Enhancing Chemical Process Simulation through a GPU-Optimized Framework: Implementation and Validation of Equation-Oriented Methods using CUDA

• Published in: Computer Aided Chemical Engineering Vol. 53; pp. 3271 - 3276
• Main Authors: Yang, Shaoyi, Tian, Xufei, Qu, Shifeng, Duan, Zhaoyang, Yang, Minglei, Qian, Feng, Du, Wenli
• Format: Book Chapter
• Language: English
• Published: 2024
• Subjects: CUDA; Equation-Oriented; GPU; nonlinear solver; CUDA; GPU; Equation-Oriented; nonlinear solver
• ISBN: 9780443288241; 0443288240
• ISSN: 1570-7946
• DOI: 10.1016/B978-0-443-28824-1.50546-9

In the realm of chemical engineering, the simulation of complex process systems frequently entails solving interconnected equations on a large scale. Traditional methods are difficult to handle higher-dimensional computing, particularly hose necessitating increased real-time processing capabilities. This study aims to significantly enhance the computational efficiency of equation-oriented (EO) methods by leveraging Graphics Processing Units (GPUs), primarily utilizing the CUDA programming paradigm exploit the parallel processing capabilities of GPUs.

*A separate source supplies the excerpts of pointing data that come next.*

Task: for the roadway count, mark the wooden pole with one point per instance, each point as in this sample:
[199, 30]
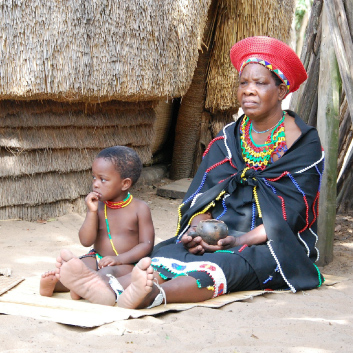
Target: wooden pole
[342, 41]
[328, 127]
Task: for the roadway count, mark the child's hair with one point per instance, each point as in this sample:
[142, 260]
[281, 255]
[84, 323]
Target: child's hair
[125, 160]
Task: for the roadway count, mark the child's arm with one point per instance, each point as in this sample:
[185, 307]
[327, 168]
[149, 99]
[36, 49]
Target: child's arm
[145, 245]
[89, 229]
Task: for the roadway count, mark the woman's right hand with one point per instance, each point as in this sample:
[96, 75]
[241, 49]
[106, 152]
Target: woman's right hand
[92, 201]
[193, 245]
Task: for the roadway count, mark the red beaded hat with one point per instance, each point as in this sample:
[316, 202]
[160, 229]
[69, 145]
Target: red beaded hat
[275, 55]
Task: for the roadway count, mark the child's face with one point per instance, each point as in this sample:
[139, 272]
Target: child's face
[107, 182]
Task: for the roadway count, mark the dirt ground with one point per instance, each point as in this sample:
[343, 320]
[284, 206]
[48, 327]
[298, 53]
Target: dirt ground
[320, 320]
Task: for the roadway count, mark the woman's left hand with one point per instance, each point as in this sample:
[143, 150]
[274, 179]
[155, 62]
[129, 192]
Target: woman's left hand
[222, 244]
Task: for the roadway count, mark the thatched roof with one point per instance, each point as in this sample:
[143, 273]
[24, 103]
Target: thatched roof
[238, 20]
[99, 50]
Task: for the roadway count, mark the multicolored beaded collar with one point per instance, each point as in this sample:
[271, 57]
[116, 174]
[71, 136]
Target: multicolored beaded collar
[120, 204]
[268, 66]
[115, 205]
[258, 156]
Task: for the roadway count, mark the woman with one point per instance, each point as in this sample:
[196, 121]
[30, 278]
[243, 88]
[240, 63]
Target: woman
[261, 176]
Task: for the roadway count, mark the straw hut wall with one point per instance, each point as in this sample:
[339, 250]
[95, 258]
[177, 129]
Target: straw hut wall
[77, 77]
[99, 50]
[228, 22]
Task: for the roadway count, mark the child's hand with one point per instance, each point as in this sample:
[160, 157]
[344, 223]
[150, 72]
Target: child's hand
[192, 244]
[92, 201]
[109, 261]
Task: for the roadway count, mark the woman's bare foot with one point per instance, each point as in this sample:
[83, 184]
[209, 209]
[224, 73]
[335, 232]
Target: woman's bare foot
[82, 281]
[136, 295]
[47, 283]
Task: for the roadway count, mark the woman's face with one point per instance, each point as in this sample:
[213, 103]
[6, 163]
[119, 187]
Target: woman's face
[258, 94]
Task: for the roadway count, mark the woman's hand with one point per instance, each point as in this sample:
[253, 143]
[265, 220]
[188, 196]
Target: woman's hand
[222, 244]
[193, 245]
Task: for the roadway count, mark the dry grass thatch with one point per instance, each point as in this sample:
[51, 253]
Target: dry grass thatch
[238, 20]
[99, 50]
[47, 149]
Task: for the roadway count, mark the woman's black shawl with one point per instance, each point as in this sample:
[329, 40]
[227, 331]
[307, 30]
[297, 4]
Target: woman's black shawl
[288, 192]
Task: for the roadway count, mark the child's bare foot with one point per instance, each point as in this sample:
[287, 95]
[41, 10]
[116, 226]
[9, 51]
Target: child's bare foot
[65, 255]
[83, 282]
[135, 295]
[47, 283]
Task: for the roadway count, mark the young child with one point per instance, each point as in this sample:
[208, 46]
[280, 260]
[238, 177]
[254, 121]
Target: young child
[118, 226]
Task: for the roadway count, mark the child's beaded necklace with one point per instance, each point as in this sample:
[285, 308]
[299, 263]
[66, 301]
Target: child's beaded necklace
[115, 205]
[257, 156]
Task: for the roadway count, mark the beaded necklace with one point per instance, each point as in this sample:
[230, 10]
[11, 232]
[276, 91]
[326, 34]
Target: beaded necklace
[262, 132]
[115, 205]
[257, 156]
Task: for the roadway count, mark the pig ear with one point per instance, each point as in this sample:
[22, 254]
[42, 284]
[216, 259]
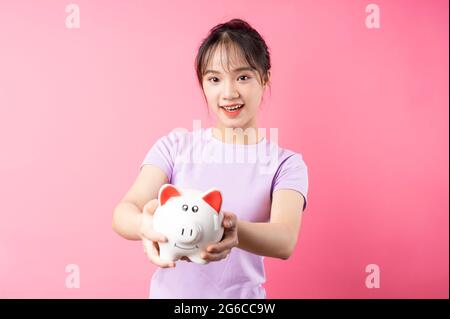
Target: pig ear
[214, 199]
[166, 192]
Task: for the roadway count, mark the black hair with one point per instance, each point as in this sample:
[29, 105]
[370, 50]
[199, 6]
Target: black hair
[239, 36]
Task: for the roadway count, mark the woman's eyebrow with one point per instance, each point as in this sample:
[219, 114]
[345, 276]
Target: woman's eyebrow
[243, 68]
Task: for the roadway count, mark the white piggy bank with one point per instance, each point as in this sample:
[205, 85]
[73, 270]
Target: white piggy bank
[191, 220]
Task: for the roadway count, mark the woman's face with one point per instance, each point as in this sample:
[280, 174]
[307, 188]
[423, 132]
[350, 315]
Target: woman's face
[237, 85]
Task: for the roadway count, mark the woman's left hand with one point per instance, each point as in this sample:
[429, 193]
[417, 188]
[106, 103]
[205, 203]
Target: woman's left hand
[229, 240]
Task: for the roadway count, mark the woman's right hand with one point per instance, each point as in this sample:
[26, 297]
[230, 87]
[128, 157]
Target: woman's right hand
[150, 238]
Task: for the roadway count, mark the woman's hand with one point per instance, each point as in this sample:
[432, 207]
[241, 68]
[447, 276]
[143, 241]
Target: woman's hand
[229, 240]
[149, 237]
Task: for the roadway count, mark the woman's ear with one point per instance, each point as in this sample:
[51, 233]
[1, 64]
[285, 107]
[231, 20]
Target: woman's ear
[267, 79]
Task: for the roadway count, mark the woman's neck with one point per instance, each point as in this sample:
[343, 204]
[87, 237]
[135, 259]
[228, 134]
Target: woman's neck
[229, 135]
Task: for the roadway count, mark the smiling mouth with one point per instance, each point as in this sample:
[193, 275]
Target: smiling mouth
[232, 109]
[185, 248]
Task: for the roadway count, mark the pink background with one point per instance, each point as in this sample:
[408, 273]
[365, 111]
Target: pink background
[367, 108]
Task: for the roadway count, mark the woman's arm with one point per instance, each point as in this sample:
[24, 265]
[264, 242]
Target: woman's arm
[128, 212]
[274, 239]
[277, 238]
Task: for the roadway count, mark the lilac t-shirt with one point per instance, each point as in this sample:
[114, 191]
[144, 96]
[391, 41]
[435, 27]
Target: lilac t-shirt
[246, 175]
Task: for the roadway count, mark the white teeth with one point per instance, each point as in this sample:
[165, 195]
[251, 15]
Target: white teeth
[232, 108]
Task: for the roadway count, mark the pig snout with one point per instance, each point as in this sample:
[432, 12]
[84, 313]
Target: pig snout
[188, 233]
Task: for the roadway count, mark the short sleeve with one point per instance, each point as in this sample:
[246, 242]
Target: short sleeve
[163, 153]
[292, 174]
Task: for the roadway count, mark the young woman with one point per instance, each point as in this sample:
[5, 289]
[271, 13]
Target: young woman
[263, 198]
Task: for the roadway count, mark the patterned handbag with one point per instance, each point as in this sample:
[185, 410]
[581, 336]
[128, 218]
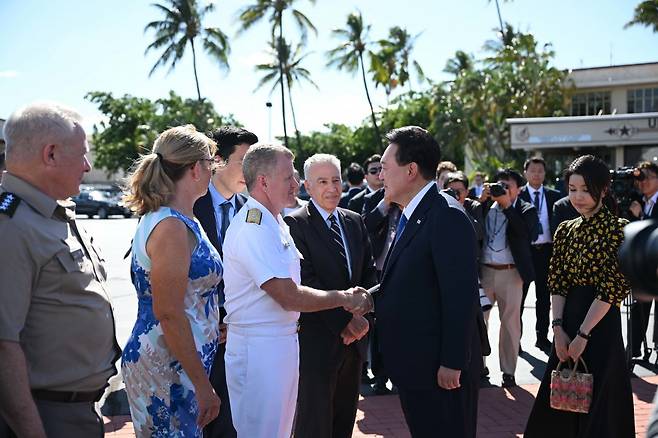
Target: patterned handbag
[571, 390]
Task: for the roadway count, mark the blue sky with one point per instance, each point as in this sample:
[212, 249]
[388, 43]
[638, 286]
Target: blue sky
[60, 50]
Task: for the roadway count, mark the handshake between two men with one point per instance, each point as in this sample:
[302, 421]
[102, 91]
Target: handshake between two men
[359, 302]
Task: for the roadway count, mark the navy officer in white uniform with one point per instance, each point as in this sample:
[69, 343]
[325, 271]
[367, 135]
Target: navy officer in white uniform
[264, 298]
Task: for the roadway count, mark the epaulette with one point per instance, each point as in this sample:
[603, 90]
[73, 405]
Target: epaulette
[9, 203]
[254, 216]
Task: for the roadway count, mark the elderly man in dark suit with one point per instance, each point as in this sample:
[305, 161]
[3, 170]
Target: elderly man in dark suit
[336, 254]
[215, 210]
[428, 303]
[541, 249]
[506, 263]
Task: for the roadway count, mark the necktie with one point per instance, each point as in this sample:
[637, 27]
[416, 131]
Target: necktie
[338, 239]
[401, 225]
[536, 202]
[226, 208]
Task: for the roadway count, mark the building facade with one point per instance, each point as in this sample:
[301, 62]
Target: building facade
[613, 115]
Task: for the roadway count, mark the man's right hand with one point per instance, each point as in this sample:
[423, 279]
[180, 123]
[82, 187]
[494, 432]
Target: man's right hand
[357, 300]
[209, 404]
[561, 343]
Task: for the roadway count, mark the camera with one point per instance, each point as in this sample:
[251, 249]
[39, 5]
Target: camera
[497, 189]
[638, 256]
[623, 186]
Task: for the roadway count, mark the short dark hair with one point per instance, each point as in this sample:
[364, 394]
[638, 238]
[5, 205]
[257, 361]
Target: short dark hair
[372, 159]
[228, 137]
[648, 165]
[595, 173]
[456, 177]
[534, 160]
[508, 174]
[355, 174]
[416, 145]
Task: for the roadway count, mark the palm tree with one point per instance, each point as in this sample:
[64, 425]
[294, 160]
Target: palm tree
[181, 25]
[283, 55]
[274, 9]
[349, 54]
[646, 14]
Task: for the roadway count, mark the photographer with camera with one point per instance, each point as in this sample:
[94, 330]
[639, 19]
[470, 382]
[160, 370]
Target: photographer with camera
[587, 289]
[510, 225]
[647, 184]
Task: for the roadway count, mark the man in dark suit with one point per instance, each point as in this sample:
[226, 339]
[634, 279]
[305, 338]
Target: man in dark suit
[214, 211]
[428, 299]
[510, 226]
[541, 249]
[641, 210]
[372, 167]
[336, 254]
[355, 175]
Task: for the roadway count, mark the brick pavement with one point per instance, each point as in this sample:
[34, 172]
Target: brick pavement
[502, 413]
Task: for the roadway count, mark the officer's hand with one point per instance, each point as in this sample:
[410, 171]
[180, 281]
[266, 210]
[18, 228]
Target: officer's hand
[357, 301]
[448, 378]
[635, 209]
[209, 404]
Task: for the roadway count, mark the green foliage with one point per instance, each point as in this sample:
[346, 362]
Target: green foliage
[133, 123]
[645, 14]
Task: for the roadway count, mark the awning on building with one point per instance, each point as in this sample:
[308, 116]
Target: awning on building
[584, 131]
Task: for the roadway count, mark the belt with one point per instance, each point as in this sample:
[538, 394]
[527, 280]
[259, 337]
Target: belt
[500, 267]
[67, 396]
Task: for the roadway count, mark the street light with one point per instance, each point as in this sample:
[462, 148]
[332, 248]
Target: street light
[269, 120]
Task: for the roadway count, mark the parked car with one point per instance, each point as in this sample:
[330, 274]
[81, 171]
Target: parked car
[104, 203]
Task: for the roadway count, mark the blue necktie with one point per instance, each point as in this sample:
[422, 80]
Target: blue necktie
[400, 228]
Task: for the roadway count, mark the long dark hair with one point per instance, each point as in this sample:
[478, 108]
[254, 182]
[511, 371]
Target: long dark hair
[597, 178]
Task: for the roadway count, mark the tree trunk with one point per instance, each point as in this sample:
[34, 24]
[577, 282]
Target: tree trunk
[196, 77]
[294, 123]
[372, 111]
[283, 93]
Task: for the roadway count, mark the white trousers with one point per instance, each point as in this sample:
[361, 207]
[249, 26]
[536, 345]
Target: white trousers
[262, 375]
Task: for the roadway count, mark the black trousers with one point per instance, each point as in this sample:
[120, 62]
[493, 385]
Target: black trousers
[436, 412]
[222, 426]
[541, 257]
[640, 313]
[328, 392]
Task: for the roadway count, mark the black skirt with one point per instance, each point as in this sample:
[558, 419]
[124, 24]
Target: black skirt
[611, 412]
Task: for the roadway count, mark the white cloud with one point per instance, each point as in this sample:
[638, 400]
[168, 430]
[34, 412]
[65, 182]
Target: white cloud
[8, 74]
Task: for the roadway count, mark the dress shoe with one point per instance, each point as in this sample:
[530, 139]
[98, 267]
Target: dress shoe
[379, 388]
[508, 381]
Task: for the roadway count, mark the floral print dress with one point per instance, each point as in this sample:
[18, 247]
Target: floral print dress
[161, 395]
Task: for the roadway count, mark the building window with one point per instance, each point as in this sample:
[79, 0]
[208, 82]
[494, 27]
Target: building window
[643, 100]
[590, 104]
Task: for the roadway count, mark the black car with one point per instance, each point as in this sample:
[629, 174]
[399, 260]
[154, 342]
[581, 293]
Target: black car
[103, 203]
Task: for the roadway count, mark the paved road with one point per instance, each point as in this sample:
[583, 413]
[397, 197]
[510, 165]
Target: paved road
[113, 236]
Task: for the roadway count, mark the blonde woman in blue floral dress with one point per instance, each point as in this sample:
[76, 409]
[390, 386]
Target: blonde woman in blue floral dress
[175, 270]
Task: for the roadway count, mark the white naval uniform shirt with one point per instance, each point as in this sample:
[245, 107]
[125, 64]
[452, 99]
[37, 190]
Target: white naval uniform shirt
[254, 254]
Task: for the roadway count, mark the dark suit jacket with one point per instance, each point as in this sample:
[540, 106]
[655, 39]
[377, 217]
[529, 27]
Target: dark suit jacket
[428, 300]
[204, 211]
[563, 211]
[521, 231]
[376, 222]
[347, 196]
[322, 268]
[550, 198]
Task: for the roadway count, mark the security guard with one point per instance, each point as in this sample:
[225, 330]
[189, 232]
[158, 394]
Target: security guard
[263, 300]
[57, 334]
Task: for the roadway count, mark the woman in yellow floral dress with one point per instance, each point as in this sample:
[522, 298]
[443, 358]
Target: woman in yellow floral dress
[587, 289]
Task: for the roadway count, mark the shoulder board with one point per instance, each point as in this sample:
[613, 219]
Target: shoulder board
[254, 216]
[9, 203]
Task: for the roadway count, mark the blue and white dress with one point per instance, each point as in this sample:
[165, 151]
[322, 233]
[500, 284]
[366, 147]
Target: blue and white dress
[160, 393]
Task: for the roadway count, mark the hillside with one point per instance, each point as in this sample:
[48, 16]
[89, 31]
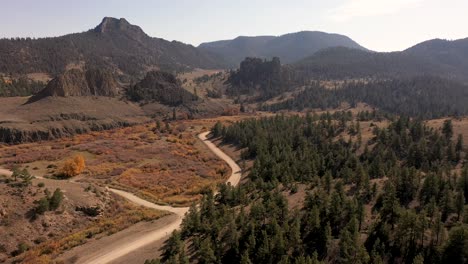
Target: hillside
[289, 48]
[114, 43]
[450, 53]
[78, 83]
[161, 87]
[448, 59]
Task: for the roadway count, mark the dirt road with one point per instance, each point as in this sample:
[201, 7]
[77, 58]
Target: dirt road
[113, 251]
[122, 243]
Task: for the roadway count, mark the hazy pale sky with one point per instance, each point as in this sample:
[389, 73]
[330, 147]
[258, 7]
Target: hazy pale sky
[381, 25]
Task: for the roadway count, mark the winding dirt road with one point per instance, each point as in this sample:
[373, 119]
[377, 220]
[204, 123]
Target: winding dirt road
[117, 249]
[114, 252]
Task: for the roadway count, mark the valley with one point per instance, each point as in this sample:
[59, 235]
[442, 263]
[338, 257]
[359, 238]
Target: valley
[300, 148]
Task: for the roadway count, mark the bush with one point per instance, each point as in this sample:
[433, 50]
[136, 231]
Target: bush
[22, 247]
[55, 200]
[73, 167]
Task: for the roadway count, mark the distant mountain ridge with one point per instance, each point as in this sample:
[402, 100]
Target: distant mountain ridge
[289, 47]
[114, 43]
[447, 59]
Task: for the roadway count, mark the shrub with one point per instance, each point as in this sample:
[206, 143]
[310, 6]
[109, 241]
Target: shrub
[56, 199]
[73, 167]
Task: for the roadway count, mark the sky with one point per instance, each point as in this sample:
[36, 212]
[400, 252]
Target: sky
[380, 25]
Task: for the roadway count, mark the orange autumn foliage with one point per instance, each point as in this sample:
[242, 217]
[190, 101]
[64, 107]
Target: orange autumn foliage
[74, 166]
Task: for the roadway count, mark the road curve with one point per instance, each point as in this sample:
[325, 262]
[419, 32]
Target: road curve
[114, 253]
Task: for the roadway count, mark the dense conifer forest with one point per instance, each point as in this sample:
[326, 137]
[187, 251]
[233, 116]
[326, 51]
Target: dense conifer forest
[426, 97]
[396, 198]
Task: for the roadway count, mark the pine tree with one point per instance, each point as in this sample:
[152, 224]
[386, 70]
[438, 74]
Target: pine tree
[447, 129]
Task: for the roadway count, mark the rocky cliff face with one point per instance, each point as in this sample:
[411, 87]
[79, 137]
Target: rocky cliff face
[78, 83]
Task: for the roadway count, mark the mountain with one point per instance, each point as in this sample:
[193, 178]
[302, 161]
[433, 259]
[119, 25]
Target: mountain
[342, 63]
[452, 54]
[160, 87]
[114, 44]
[289, 48]
[79, 83]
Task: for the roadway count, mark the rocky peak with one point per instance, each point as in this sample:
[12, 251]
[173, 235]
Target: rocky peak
[110, 25]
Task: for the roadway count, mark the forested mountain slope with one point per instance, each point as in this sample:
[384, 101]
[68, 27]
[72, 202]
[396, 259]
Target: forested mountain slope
[289, 47]
[114, 44]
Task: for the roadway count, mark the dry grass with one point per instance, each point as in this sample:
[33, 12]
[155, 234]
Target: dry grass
[171, 167]
[125, 216]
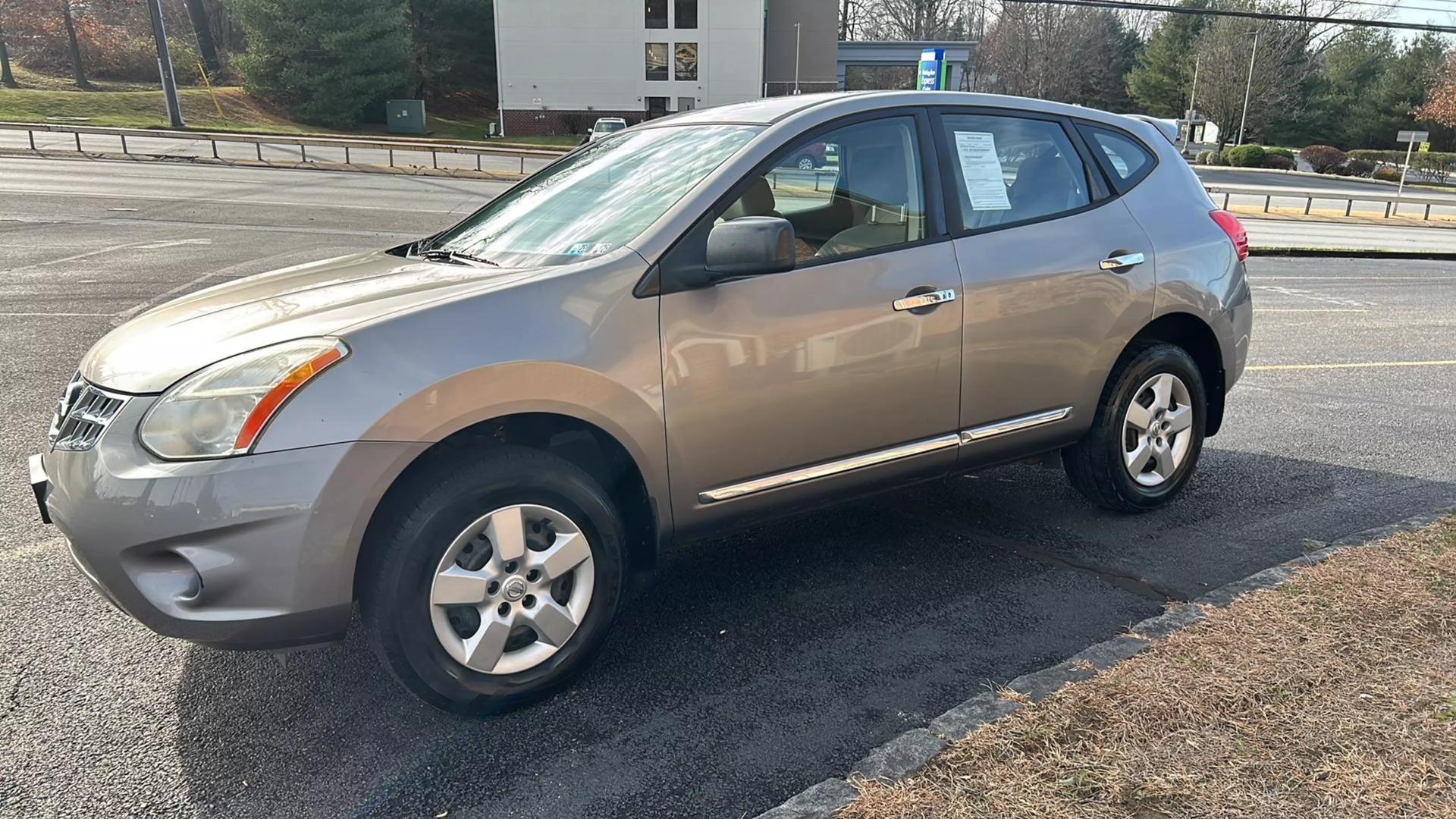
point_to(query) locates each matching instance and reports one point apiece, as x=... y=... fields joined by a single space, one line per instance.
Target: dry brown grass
x=1334 y=695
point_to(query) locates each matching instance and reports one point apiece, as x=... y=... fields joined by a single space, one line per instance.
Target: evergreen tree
x=1164 y=74
x=327 y=61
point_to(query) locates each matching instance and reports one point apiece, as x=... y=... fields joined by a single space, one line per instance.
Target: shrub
x=1360 y=167
x=1324 y=159
x=1245 y=156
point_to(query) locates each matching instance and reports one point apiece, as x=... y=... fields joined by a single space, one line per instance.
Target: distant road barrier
x=1391 y=200
x=350 y=145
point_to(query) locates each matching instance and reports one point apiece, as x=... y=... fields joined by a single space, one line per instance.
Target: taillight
x=1231 y=224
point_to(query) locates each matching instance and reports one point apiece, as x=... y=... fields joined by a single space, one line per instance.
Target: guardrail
x=302 y=142
x=1392 y=202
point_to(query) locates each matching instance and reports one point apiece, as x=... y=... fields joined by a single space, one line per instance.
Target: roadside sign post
x=1410 y=139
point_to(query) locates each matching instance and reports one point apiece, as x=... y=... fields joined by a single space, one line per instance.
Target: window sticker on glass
x=1117 y=162
x=982 y=169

We present a novel GPU-based framework tailored for chemical process simulations. This framework segments the thermodynamic computations and other complex tasks within the EO method, using GPU's massive parallel capabilities to simultaneously update each thermodynamic parameter in batches, significantly enhancing the overall efficiency of parameter computation. This work first demonstrates the tasks split method within the EO structure, followed by the utilization of CUDA graph on GPUs for parallel computation of thermodynamic parameters after the breakdown of tasks. Extensive result analyses are provided, validating that using a consumer-grade GPU achieve nearly a 100-fold enhancement in performance, while preserving identical accuracy.